Preamble. SEC Speeeeeeedddddd!!! Grown Man Football(TM)!!!!! Meh. I've said it before and I'll say it again. It's never been about conferences. It's always been about programs. South Carolina is in many crucial respects what Mizzou is trying to be. Having lived here in Columbia (SC) for the better part of a decade, if any program provides a road map for Mizzou it's the Gamecocks. After the 2005 Independence Bowl, the primary (but not the only) difference in these two programs has been the boost to recruiting that SEC exposure provides.
South Carolina, along with Arkansas, has played the role of conference outsider; the SEC's red-headed step-child that should belong, yet somehow really doesn't. At the same time, as much as any program, it has benefited greatly from the exposure provided by ESPN and CBS. So even during some dark days, at the short end of some pretty nasty butt-whoopins, complete with "chicken curse" taunts, South Carolina just kept putting money in the bank and kept its name in the faces of some pretty talented recruits. They can't all play for Alabama. For a tiny state (< 5 million), SC generates a lot of high-caliber recruits. It took time, but after a while many began to play at USC rather than jump ship to Georgia, Florida, FSU, et al.

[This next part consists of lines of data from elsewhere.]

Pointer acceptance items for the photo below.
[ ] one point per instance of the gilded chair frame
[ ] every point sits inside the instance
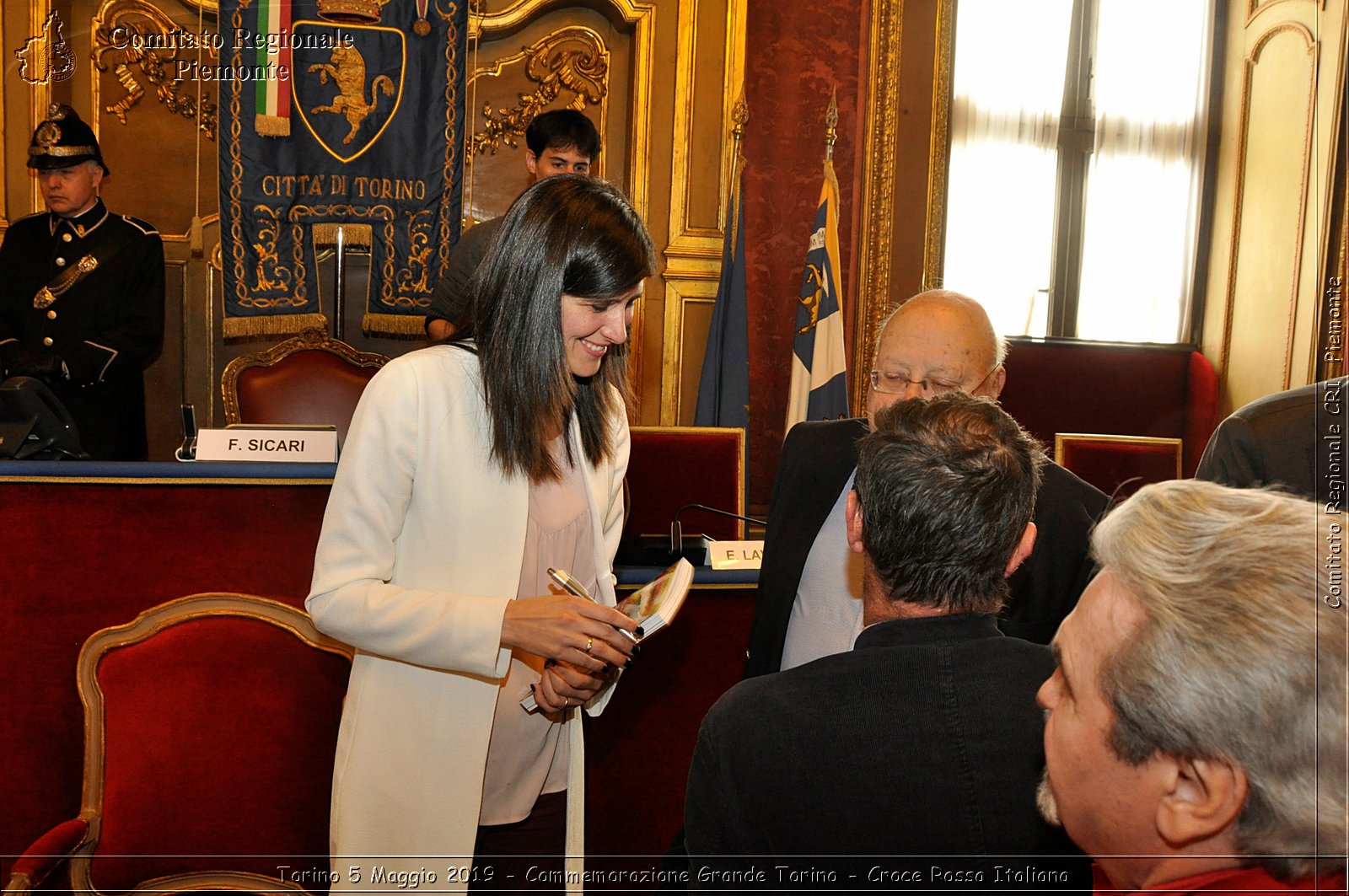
(309, 341)
(706, 431)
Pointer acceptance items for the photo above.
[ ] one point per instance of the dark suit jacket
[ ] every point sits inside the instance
(818, 459)
(923, 740)
(1287, 439)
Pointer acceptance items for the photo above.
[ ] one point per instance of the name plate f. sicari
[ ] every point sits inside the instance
(287, 444)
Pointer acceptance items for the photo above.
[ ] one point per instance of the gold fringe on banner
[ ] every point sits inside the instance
(271, 126)
(273, 325)
(395, 325)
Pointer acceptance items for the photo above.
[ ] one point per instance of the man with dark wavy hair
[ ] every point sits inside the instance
(1196, 732)
(923, 738)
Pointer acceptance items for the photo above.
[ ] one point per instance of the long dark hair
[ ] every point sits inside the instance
(567, 233)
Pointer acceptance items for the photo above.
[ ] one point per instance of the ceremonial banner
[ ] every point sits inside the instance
(723, 393)
(337, 112)
(820, 365)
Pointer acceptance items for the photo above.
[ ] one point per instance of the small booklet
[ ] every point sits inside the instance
(652, 606)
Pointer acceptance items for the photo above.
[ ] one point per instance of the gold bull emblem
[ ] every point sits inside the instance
(348, 72)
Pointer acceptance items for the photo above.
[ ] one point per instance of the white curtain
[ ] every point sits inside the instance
(1005, 100)
(1143, 185)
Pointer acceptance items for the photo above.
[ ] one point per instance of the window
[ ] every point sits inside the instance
(1077, 148)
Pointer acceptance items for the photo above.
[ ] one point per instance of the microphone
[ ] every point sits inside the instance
(678, 532)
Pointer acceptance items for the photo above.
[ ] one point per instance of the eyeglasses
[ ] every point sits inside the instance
(896, 385)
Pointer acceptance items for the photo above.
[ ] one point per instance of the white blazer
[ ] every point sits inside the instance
(418, 555)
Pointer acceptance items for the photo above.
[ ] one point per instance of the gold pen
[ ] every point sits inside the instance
(572, 586)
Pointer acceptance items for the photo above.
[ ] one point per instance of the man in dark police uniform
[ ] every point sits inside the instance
(83, 293)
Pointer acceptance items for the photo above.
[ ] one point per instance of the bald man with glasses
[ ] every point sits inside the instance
(809, 594)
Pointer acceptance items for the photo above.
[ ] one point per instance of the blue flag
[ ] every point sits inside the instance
(723, 394)
(820, 365)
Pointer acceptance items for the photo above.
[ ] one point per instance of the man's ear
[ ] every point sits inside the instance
(1202, 801)
(1023, 550)
(853, 514)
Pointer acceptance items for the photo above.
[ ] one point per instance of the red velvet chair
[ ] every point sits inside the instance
(211, 725)
(308, 379)
(1119, 464)
(674, 466)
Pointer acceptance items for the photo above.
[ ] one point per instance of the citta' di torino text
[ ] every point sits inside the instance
(128, 38)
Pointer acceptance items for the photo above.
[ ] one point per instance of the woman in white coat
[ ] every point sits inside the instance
(471, 467)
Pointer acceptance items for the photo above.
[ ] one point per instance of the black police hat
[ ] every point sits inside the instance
(64, 139)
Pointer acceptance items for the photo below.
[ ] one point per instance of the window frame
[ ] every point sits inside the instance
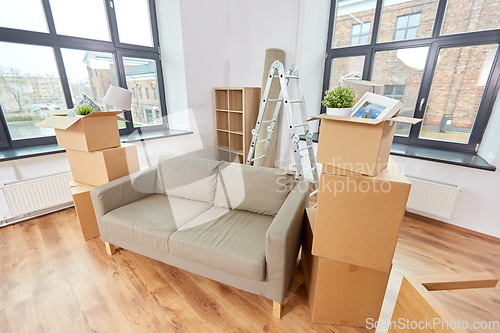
(435, 42)
(115, 47)
(407, 26)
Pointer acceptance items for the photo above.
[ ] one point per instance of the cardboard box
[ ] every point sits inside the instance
(359, 217)
(84, 209)
(102, 166)
(340, 293)
(357, 144)
(98, 130)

So, in a game where we pretty much sucked from the opening kick to the final whistle, what's important to remember is that there is little reason or time to dwell on road losses. They're just not uncommon. Better programs than this have come out flat on the road, were never able to get it together, and left town sore-assed. That stings the pride, but it's rarely fatal. It's not cause for existential crisis. Evaluate. Learn what there is to learn. Move to the next one. A benefit of being in this conference--that really is about the conference--is that it's very forgiving of losses. No one is saying, "I can't believe you got blasted at South Carolina."
Onto the thoughts...
1. We need to figure out what this offensive line can be, and quickly. Every unit was bad yesterday, so I'm not signling out the offensive line. But, we need to figure out what it does well. Coming into the season, the calling card for this offense was to be balance--an ability to run or pass in almost any situation. After all the injuries and flux, and then having faced two elite defensive fronts (UGa and SCar) and one solid front (ASU), I don't know if anyone can say whether that is still true. Given the personnel we have now, should the offense be built off the quick passing game? Should it double down on running the ball to stay out of passing downs? I'm not sure anyone can know the answer, including Pinkel and Yost. That's not about finding fault. It's just to say that right now so much is in flux it's hard to know anything. We need to get some answers this week if a bowl is to be in our future.
2. In the SEC, my fear is that the difference in special teams is real. In my opinion, one "real" difference between what I see in the SEC and other conferences is devotion to the field position battle in kick coverage and return. South Carolina essentially never had poor field position in the entire game. That kind of thing goes way beyond just playing starters on special teams. SEC schools appear to devote more recruiting resources to finding "athletes" whose major contributions are on special teams. If they happen to develop into contributing position players then great. Ace Sanders is a prime example. He is still really learning to play receiver at this level, but was an immediate special teams contributor. That has not been the Pinkel modus operandi. If anything, we have been spoiled by consistent excellence in the kicking part of the kicking game until recently. However, coverage and returns have been something of an afterthought rather than central to strategy. That'll need to change.